Dive Brief:
- U.S. electricity use, which took an unexpected dive in 2020 after COVID-19 began, may return to 2019 levels as early as 2022, according to the latest Annual Energy Outlook from the U.S. Energy Information Administration.
- After the expected quick recovery from COVID-19, according to the EIA report, the U.S. stands to increase its electrical generating capacity by 52-84% by 2050. Renewable resources, especially solar, may account for as much as 60% of the nation's new capacity, according to assistant EIA administrator Angelina LaRose.
- Natural gas consumption could either expand or contract, depending on future natural gas prices relative to renewables, according to EIA's projections. However, demand for liquid fossil fuels could take as long as 30 years to recover, depending on the speed with which demand returns from the transportation sector, LaRose said.
Dive Insight:
Overall energy consumption took a major hit due to the pandemic, with the total decline 70% larger than observed in 2008 with the onset of the Great Recession. But in the first Annual Energy Outlook released by EIA since the global health crisis began, the agency predicts a swift recovery.
The pandemic seems unlikely to result in any long-term impacts to the electric sector, according to LaRose, while consumption of liquid fuels could remain below 2019 levels through 2050. However, the pandemic seems unlikely to result in any long-term impacts to the electric sector, while consumption of liquid fuels could remain below 2019 levels through 2050.
"Travel was the most impacted by COVID-19," LaRose said, explaining that air travel is not expected to return to 2019 levels until 2025, while bus travel may not recover until 2031 and light duty vehicle travel could remain depressed through 2024.
Even after that recovery, she said, the agency has projected very little growth in fuel consumption by the transportation sector. "What's striking is how little change occurs within sectors between 2020 and 2050. The first few years reflect recovery from the pandemic, but the large majority of petroleum growth occurs only in the industrial sector."
For electrical generation specifically, LaRose said EIA expects to see continued sharp declines for coal, though the fate of natural gas depends heavily on potential price trade-offs between natural gas and renewable resources.
"The cost of producing electricity from renewable sources has declined significantly, and there are reasons to believe this trend will continue," she said.

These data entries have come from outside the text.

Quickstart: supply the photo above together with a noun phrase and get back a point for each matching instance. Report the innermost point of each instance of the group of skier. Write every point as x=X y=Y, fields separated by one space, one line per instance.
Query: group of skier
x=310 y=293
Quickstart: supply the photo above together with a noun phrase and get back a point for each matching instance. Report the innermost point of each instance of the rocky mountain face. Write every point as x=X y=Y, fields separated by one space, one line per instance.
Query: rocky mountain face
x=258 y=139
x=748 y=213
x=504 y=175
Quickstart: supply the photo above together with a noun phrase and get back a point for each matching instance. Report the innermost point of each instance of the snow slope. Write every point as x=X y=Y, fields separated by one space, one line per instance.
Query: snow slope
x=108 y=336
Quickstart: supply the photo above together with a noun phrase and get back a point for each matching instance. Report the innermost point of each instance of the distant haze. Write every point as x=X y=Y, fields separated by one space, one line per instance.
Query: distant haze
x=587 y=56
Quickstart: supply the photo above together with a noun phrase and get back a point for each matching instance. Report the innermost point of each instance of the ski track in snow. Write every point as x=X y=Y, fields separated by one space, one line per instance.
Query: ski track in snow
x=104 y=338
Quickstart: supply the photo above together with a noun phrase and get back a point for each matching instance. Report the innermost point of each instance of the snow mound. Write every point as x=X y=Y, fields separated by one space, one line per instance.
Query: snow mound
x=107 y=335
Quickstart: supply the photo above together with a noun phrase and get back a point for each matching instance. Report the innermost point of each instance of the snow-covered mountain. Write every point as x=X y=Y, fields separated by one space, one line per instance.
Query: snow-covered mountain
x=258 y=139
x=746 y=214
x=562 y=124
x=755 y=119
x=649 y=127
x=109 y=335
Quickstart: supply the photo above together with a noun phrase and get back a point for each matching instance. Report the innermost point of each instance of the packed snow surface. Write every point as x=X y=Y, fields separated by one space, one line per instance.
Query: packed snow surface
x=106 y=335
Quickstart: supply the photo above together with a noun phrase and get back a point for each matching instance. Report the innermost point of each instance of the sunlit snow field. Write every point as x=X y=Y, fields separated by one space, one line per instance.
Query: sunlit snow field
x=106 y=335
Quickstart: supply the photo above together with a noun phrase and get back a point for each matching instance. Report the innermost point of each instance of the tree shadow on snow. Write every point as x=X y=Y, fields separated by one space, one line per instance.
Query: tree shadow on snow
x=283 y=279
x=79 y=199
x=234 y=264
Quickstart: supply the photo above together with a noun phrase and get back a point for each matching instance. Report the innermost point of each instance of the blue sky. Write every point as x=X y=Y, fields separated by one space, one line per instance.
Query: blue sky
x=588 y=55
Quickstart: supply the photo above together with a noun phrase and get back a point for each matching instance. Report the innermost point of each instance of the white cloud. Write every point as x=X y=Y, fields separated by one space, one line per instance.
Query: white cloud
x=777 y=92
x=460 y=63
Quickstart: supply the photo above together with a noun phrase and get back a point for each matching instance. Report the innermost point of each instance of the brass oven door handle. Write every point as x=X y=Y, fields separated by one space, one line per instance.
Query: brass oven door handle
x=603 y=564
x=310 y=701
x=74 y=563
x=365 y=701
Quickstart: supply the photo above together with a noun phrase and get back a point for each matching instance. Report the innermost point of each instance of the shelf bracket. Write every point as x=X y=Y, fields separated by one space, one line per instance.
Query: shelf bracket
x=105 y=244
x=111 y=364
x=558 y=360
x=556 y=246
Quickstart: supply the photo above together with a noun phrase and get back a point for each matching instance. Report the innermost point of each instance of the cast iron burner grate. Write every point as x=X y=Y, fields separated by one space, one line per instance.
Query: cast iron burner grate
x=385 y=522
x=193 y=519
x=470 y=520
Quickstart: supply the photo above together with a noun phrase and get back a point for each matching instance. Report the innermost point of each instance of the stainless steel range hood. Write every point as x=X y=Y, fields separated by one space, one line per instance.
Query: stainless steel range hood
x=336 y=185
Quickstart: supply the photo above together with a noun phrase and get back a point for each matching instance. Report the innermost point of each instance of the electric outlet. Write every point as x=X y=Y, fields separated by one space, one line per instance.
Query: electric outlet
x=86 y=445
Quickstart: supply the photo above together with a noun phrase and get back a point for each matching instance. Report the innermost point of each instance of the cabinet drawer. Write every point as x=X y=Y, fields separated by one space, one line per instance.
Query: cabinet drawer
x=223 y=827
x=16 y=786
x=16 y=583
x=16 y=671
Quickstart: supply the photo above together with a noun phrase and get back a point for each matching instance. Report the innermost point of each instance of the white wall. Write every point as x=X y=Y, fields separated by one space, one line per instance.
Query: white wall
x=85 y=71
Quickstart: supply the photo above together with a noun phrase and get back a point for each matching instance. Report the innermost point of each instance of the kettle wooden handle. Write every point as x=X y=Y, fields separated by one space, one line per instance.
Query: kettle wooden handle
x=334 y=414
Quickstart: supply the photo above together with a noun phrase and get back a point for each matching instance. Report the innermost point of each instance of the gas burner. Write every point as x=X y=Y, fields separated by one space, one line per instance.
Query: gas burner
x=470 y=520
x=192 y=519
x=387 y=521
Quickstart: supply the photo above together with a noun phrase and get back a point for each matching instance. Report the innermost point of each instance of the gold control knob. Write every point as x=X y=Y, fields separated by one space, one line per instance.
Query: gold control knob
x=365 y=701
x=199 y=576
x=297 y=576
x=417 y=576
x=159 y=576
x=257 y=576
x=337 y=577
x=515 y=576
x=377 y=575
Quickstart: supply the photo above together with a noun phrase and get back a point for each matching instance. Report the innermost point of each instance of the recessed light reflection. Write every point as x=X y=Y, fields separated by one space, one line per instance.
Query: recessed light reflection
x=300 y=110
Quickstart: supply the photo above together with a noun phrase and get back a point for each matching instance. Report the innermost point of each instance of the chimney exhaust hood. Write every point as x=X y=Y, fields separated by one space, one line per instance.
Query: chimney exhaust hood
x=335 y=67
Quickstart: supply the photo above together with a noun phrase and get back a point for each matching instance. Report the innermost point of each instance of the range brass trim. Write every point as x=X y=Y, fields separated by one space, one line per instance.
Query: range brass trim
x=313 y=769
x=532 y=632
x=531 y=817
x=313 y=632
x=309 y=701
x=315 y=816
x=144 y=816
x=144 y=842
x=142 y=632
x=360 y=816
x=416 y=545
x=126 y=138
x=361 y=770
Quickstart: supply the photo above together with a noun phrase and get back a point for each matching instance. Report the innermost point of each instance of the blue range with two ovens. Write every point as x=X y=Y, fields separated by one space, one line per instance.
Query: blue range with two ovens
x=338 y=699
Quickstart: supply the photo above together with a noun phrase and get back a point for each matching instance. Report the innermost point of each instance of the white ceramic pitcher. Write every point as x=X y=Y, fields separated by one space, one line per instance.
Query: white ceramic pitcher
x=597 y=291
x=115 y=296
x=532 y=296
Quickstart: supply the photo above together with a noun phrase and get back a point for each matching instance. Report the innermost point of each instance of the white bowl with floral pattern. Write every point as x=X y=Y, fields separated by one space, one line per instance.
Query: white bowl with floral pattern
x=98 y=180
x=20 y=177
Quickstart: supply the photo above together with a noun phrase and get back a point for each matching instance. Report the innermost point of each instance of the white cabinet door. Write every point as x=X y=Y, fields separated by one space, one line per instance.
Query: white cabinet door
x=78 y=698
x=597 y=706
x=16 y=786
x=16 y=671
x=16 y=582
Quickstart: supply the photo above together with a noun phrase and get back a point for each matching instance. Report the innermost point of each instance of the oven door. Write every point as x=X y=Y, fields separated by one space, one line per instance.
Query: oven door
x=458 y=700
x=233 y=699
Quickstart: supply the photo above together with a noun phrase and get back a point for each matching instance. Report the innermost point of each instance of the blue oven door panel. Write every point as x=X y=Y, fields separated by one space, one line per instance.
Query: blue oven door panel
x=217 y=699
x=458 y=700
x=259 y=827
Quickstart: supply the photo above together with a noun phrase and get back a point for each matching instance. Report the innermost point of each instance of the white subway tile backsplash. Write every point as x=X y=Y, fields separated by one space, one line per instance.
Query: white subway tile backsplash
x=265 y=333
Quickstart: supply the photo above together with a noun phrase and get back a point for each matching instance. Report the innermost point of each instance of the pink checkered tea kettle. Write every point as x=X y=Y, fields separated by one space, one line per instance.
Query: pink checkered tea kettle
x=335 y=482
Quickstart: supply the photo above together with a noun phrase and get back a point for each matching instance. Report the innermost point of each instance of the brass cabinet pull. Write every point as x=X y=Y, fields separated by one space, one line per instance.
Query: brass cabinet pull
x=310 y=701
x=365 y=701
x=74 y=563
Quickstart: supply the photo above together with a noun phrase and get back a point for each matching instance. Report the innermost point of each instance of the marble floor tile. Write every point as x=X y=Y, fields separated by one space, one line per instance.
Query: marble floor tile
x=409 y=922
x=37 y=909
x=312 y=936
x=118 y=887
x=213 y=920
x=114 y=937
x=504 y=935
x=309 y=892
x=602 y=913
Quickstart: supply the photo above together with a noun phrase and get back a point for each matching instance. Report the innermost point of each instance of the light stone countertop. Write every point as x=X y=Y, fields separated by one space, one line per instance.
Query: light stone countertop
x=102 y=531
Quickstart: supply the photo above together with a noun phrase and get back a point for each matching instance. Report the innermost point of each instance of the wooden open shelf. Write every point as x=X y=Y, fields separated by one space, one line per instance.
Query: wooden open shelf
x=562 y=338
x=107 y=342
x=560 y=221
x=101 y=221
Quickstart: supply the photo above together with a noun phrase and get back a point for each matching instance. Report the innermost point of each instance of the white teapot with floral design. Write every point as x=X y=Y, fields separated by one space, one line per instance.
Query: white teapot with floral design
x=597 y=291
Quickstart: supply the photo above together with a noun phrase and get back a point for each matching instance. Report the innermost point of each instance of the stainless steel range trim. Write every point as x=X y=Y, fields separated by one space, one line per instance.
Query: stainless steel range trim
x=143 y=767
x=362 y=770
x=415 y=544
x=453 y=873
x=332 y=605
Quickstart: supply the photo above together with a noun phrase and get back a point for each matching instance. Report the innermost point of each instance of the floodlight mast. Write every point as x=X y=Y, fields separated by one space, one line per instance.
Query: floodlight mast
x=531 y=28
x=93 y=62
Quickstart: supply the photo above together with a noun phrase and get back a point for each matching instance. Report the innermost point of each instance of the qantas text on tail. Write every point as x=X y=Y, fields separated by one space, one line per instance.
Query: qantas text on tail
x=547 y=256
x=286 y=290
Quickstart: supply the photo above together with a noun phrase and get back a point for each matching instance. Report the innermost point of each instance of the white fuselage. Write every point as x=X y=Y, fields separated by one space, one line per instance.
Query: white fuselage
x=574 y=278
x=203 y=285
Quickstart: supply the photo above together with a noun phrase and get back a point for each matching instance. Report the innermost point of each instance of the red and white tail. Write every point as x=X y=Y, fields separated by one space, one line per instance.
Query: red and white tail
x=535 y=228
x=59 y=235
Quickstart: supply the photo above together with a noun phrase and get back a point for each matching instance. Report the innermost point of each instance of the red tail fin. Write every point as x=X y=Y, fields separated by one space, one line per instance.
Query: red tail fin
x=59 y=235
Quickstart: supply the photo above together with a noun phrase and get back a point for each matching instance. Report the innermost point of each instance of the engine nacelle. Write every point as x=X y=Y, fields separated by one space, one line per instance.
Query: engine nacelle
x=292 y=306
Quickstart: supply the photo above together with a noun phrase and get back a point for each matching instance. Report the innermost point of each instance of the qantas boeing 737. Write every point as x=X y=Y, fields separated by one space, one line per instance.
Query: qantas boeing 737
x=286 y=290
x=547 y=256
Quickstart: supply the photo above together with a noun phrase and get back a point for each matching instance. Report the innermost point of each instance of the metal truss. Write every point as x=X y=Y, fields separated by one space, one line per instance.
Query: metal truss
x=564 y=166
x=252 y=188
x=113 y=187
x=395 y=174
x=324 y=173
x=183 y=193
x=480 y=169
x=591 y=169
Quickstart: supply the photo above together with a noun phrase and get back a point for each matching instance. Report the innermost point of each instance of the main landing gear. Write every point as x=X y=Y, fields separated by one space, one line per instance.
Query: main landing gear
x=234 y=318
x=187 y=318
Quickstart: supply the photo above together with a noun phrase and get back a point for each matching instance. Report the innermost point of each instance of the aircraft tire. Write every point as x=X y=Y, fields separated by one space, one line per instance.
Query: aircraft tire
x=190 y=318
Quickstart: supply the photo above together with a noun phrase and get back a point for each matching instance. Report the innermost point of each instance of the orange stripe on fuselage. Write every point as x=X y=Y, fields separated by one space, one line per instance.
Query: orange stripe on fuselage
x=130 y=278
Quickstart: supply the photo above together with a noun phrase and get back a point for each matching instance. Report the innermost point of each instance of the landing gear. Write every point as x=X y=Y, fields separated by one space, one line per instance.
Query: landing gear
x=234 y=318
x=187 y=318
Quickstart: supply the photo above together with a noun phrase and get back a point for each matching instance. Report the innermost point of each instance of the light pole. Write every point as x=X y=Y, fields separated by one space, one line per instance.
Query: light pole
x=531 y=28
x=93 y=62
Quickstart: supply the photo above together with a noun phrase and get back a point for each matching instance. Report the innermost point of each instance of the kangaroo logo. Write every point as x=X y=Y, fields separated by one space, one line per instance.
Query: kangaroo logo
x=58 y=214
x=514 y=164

Depending on whether the cost of natural gas exceeds the cost of renewable generation, U.S. electricity expansion is projected to grow between 52-84% by 2050. Renewable energy, LaRose said, could account for as much as 60% of that new capacity, with EIA models identifying solar as the likely resource of choice, barring changes in federal policy.
LaRose also noted that while generating capacity could increase by two-thirds or more, actual net generation is expected to increase by only a third. The additional capacity, she said, reflects a potential expansion of wind and solar generation beyond absolute demand to account for the intermittency of those resources.
Regardless of the outcome for natural gas, LaRose said that none of the scenarios modeled by EIA saw a return of carbon dioxide emissions to their 2017 peak. However, CO2 emissions could begin to tick upward again after 2035, alongside increased energy demand.